The number of iterations equals the number of comma positions that can appear in n. Since each comma corresponds to three additional digits, the loop runs roughly digits(n) / 3 times. For n ≤ 10^15, this is at most five iterations, making the algorithm effectively constant time.

Test Cases

s = Solution()

assert s.countCommas(1) == 0          # smallest input
assert s.countCommas(998) == 0        # below first comma boundary
assert s.countCommas(999) == 0        # last number without commas
assert s.countCommas(1000) == 1       # first number with one comma
assert s.countCommas(1002) == 3       # example 1
assert s.countCommas(1999) == 1000    # all numbers 1000..1999 contribute one comma

assert s.countCommas(999999) == 999000       # all six-digit and four-digit numbers
assert s.countCommas(1000000) == 999002      # first number with two commas

assert s.countCommas(1000001) == 999004      # two numbers with two commas

assert s.countCommas(999999999) == (
    (999999999 - 1000 + 1) +
    (999999999 - 1000000 + 1)
)  # complete one-comma and two-comma ranges

assert s.countCommas(10**15) > 0     # upper constraint stress test

Test Case Summary

Test Why
1 Smallest valid input
998 Below first comma threshold
999 Largest value with no commas
1000 First value containing a comma
1002 Official example
1999 Simple one-comma range
999999 End of one-comma region
1000000 First value with two commas
1000001 Verifies multiple two-comma values
999999999 Large multi-group calculation
10^15 Maximum constraint stress test

Edge Cases

Numbers Smaller Than 1000

Values from 1 through 999 contain no commas. A common bug is accidentally counting commas starting at 100 or using an incorrect threshold. The implementation correctly checks whether 10^3 is less than or equal to n. If not, the loop never executes and the answer remains 0.

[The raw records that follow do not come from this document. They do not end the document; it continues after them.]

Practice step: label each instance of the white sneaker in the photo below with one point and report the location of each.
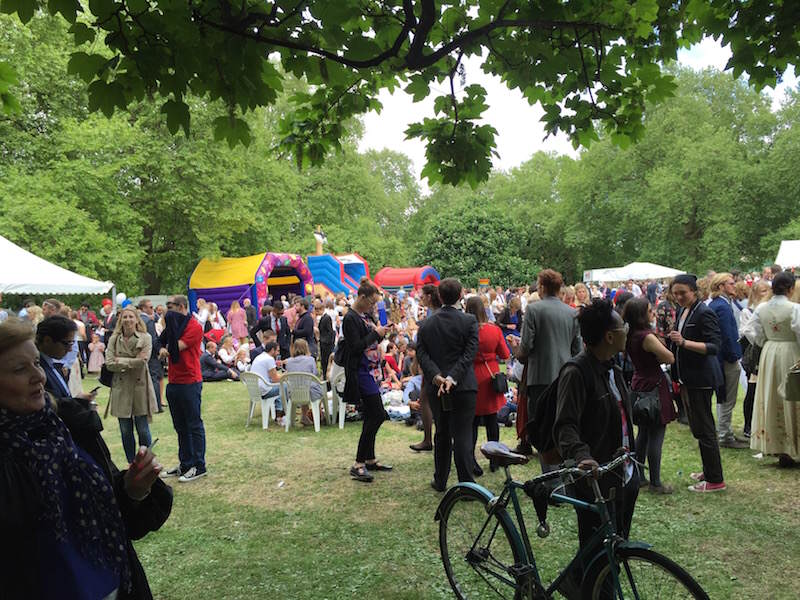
(191, 475)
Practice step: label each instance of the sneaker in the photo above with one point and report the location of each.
(192, 474)
(705, 486)
(173, 472)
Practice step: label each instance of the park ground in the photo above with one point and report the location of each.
(279, 517)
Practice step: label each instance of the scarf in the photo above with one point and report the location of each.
(175, 325)
(68, 483)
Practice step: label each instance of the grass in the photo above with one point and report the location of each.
(279, 517)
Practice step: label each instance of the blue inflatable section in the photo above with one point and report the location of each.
(328, 271)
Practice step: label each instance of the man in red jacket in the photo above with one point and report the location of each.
(180, 342)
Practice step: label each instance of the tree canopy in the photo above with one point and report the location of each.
(593, 65)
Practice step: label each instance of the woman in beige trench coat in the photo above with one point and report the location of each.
(133, 400)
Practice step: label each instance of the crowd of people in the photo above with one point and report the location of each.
(573, 368)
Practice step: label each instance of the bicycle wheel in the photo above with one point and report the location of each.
(477, 555)
(643, 575)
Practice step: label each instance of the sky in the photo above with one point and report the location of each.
(519, 132)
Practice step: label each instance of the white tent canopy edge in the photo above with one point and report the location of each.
(22, 272)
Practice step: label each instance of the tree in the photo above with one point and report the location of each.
(586, 63)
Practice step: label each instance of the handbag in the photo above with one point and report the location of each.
(646, 407)
(793, 384)
(499, 380)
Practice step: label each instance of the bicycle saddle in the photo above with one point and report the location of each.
(501, 455)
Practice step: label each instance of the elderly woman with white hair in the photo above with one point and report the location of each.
(67, 514)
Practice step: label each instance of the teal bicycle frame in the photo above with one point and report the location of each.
(601, 546)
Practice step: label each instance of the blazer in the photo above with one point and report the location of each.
(447, 342)
(356, 337)
(550, 337)
(53, 385)
(729, 350)
(692, 369)
(304, 330)
(590, 427)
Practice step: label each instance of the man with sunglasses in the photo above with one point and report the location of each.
(55, 337)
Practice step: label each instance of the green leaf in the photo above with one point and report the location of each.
(177, 116)
(86, 66)
(67, 8)
(419, 87)
(82, 33)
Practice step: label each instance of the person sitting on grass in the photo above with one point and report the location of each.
(212, 367)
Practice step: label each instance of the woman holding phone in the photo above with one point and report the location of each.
(133, 399)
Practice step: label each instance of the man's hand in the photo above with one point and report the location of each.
(589, 464)
(676, 337)
(141, 474)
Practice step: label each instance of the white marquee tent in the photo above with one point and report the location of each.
(635, 270)
(789, 254)
(24, 273)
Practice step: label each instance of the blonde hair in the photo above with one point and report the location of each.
(14, 332)
(717, 282)
(139, 323)
(759, 293)
(300, 348)
(35, 315)
(582, 286)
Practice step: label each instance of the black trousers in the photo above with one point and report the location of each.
(701, 423)
(374, 415)
(324, 354)
(453, 437)
(621, 508)
(747, 406)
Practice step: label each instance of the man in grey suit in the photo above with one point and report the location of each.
(550, 337)
(447, 343)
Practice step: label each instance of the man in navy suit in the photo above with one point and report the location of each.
(54, 338)
(447, 343)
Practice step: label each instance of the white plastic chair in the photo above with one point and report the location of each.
(251, 380)
(296, 390)
(339, 406)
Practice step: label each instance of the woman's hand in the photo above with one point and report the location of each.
(676, 337)
(141, 474)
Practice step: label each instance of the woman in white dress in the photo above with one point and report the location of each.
(775, 326)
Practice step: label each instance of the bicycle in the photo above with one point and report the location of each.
(499, 557)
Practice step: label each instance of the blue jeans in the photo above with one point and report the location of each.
(126, 429)
(274, 392)
(184, 406)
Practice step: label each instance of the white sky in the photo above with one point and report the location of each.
(519, 132)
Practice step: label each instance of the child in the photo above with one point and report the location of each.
(243, 359)
(97, 356)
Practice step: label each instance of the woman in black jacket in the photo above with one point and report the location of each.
(363, 376)
(67, 515)
(695, 342)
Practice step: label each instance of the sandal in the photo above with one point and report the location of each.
(376, 466)
(361, 474)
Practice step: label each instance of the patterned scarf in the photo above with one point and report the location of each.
(41, 442)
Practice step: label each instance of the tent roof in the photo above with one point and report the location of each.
(24, 273)
(634, 270)
(225, 272)
(789, 254)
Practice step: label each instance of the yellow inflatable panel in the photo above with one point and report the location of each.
(226, 272)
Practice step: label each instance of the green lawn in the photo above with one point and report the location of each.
(279, 517)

Exact Power of One Thousand

Values such as 1000, 1,000,000, and 1,000,000,000 are common sources of off by one errors. For example, 1,000,000 contains two commas and must contribute to both the one-comma and two-comma counts. The formula n - start + 1 includes the boundary value itself, ensuring these numbers are counted correctly.

Very Large Inputs

The upper bound is 10^15, making brute force impossible. An implementation that loops through every number would require trillions of iterations. The optimal solution only iterates once per comma position, which is at most five iterations for the given constraints, so it easily handles the maximum input size.

Numbers With Multiple Commas

A subtle mistake is counting only how many numbers contain commas. For example, 1,000,000 contains two commas, not one. The algorithm avoids this issue by counting each comma position independently. A number with three commas is automatically counted once in the first-comma group, once in the second-comma group, and once in the third-comma group, exactly matching its total comma count.